攀附在廢墟金屬上的綠色“血管”猛地膨脹、蠕動,分泌出更多腐蝕性粘液! 形似蘆葦、頂端長著搏動囊泡的植物,那些暗紅色的囊泡劇烈地膨脹收縮,猛地噴射出一團團粘稠的、散發著甜膩惡臭的綠色孢子煙霧! 地面厚實的熒光苔毯下,無數細小的、形似蜈蚣但通體覆蓋著矽質甲殼的蟲子被驚動,如同潮水般湧出! 巨大的食肉植物“口袋”猛地張開,內部倒刺閃爍著寒光,朝著最近的隊員方向移動!
那隻血蝶,如同一個邪惡的指揮家,用它無聲的尖嘯,喚醒並操控著這片變異森林的惡意!
“撤退!全員撤退!立刻撤回閘門!” 顧凌的咆哮響徹頻道,帶著不容置疑的決絕!再耽擱下去,整支小隊都會被這片甦醒的綠色地獄吞噬!
雷剛強忍著幾乎要炸裂的頭痛,和僅存的、尚未完全被幻象控制的隊員,架起那個陷入深度幻象的隊友,拼命朝著來時的方向踉蹌撤退。能量步槍朝著逼近的食肉植物和蟲群瘋狂射擊,火焰噴射器噴出長長的火舌,暫時逼退了那些畏火的矽質甲蟲和粘稠的苔毯。然而,那隻血蝶如同跗骨之蛆,在他們頭頂盤旋,深紅的翅膀振動著,操控著更多的植物和變異生物圍追堵截!
“閘門!快!” 雷剛看到遠處那開啟的縫隙,如同看到生的希望。
就在他們即將衝入閘門的那一刻,那隻血蝶似乎被激怒了。它放棄了操控植物,猛地一個俯衝,速度快的只剩一道血線,目標直指落在最後、扛著傷員的那名隊員的後頸!翅膀上所有的金色斑點同時亮到極致!
千鈞一髮!
一道青金色的光芒,如同劃破幽暗地獄的黎明之劍,驟然從青囊城高高的觀測塔上激射而下!
光芒精準地籠罩了那隻俯衝的血蝶!
“錚——!”
一聲彷彿金鐵交鳴、又帶著古老編鐘餘韻的清越鳴響,在所有人腦海深處炸開!
俯衝的血蝶,如同撞上了一堵無形的、由純粹秩序和意志構成的青銅之牆!它那深紅的翅膀瞬間僵直,高頻的振動戛然而止!翅膀上刺目的金光如同風中殘燭般劇烈搖曳、明滅不定!它發出一聲極其尖銳、充滿痛苦和難以置信的嘶鳴(並非物理聲音,而是直接作用於精神層面),小小的身軀被那沛然莫御的青金光芒狠狠彈飛出去,撞進一片茂密的、長著刀片狀葉子的灌木叢中,激起一陣混亂的枝葉搖晃。
是季青瑤!
她站在觀測塔頂端,左眼已經完全化為燃燒的青金色火炬!瞳孔深處,古老玄奧的青銅紋路如同活物般流轉、組合,構成一個不斷生滅的符文!她的右手高高舉起,手腕上的銀鐲光芒萬丈,與左眼的光輝交相輝映。剛才那道擊退血蝶的光芒,正是她左眼凝聚的青銅意志與銀鐲空間內磅礴生命能量的結合!

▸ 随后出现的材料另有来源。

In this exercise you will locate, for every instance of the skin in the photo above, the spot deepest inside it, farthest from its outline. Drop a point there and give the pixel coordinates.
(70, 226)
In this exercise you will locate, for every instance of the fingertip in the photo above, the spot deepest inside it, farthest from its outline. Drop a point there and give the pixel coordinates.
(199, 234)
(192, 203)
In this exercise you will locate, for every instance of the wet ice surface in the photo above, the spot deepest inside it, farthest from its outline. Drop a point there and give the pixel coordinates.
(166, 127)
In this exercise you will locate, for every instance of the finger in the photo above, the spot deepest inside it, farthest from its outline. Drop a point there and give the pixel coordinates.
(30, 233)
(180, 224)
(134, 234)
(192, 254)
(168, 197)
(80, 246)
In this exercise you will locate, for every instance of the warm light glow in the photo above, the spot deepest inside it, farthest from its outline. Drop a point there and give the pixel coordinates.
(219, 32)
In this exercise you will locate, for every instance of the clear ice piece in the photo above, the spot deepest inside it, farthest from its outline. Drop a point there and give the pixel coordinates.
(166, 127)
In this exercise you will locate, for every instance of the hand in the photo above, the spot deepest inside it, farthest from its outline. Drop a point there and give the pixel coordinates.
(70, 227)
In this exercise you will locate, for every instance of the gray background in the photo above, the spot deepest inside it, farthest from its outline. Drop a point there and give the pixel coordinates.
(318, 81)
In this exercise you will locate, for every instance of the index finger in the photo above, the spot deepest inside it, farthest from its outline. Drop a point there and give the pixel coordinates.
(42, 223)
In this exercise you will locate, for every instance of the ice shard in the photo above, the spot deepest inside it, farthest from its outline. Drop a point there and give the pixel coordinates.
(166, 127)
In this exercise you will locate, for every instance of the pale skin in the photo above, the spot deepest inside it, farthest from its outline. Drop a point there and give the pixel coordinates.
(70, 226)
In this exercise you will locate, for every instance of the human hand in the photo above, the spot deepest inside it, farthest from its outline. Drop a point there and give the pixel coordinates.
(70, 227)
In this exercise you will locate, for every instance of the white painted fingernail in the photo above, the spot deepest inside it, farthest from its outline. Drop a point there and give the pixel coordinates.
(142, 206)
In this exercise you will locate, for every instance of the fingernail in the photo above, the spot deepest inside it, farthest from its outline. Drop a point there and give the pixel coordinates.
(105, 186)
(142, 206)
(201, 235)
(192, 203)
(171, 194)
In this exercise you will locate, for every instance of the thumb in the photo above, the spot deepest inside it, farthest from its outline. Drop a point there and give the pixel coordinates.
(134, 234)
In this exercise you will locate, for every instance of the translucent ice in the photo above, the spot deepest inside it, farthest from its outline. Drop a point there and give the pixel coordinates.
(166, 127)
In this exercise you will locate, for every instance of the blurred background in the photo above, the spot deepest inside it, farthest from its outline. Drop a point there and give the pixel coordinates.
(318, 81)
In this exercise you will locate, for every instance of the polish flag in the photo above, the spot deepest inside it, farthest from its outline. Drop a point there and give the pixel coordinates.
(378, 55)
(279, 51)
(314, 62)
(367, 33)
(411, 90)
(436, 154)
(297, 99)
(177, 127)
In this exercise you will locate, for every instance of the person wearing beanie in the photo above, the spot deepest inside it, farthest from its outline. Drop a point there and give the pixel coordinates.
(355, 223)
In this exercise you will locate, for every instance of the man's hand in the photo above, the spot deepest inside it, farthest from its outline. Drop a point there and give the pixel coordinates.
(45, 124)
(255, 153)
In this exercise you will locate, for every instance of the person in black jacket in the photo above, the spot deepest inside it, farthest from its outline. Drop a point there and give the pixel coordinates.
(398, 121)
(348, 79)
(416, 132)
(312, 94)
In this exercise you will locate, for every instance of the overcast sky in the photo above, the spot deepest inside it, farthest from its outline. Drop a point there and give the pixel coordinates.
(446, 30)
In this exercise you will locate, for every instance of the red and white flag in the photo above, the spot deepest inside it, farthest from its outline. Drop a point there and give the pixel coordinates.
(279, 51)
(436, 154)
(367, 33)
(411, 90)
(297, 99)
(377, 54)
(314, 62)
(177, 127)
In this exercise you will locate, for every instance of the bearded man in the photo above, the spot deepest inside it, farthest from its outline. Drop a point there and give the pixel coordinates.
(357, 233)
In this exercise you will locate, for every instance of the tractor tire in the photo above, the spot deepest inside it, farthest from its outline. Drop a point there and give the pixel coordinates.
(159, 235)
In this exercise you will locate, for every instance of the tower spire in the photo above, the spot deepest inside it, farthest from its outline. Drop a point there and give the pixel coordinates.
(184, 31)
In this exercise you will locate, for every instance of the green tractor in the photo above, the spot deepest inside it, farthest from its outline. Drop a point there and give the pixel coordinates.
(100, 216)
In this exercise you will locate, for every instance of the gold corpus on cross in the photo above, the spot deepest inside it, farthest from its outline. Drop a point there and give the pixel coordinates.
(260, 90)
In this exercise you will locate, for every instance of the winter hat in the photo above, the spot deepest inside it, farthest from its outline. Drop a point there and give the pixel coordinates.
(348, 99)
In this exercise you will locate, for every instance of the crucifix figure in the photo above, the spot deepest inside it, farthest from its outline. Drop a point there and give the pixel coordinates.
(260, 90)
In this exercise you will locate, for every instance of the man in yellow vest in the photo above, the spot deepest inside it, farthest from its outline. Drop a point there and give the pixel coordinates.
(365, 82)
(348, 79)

代價是劇烈的眩暈和左眼傳來刀割般的劇痛,視野邊緣開始出現不祥的黑色斑塊。
趁著血蝶被擊退、周圍被操控的植物和蟲群出現短暫凝滯的寶貴間隙,雷剛小隊終於連滾帶爬地衝進了緩緩關閉的合金閘門!沉重的金屬碰撞聲隔絕了外面那片恐怖而詭異的綠色世界。
指揮中心死一般的寂靜。只有螢幕上殘留的混亂畫面和隊員們粗重痛苦的喘息聲在迴盪。
顧凌衝到剛被抬進來的、陷入深度幻象的隊員身邊。醫療兵正在緊急注射強效鎮靜劑和神經穩定劑,但效果甚微。隊員的身體依舊在間歇性地劇烈抽搐,臉上交替出現極度的恐懼和詭異的微笑,口中無意識地呢喃著破碎的詞語:“哥哥…火…好多眼睛…蟲子…鑽進去了…”
“報告…隊長…” 雷剛摘下嚴重破損、面罩上還殘留著金色腐蝕痕跡的頭盔,臉上滿是汗水和劫後餘生的蒼白,聲音嘶啞,“我們…我們帶回了樣本…但外面的世界…已經…已經不是人類的世界了。” 他指著被小心翼翼封存的樣本箱,裡面裝著那些粘稠的苔毯、詭異的囊泡碎片、以及…幾片在混亂中,粘附在隊員外骨骼上、依舊閃爍著微弱金光的蝴蝶鱗粉。
所有人的目光,都沉重地投向了站在門口,臉色同樣蒼白,左眼依舊殘留著青金光暈、眼角卻滲出一縷鮮紅血絲的季青瑤。
那隻詭異的血蝶,它所展現出的恐怖能力——空間相位偏移、強效神經致幻鱗粉、操控植物與變異生物的精神尖嘯,以及那足以腐蝕磐石合金的矽基能量…如同冰冷的毒蛇,纏繞在每個人的心頭。
“它…不是唯一的。”季青瑤的聲音帶著一絲疲憊,卻異常清晰。她抬起手,抹去眼角的血痕,青金色的左眼緩緩掃過眾人,最終定格在樣本箱裡那幾片依舊閃爍著不祥金光的鱗粉上。“我能感覺到…外面,有無數雙‘眼睛’…在看著我們。那片綠色…是活的囚籠。而我們…驚醒了它的看守者。”
恐懼,如同冰冷的潮水,在獲救的慶幸之後,無聲地漫過每個人的心臟。探索的第一步,付出的代價是鮮血和瘋狂,撕開的只是那恐怖新世界帷幕的一角。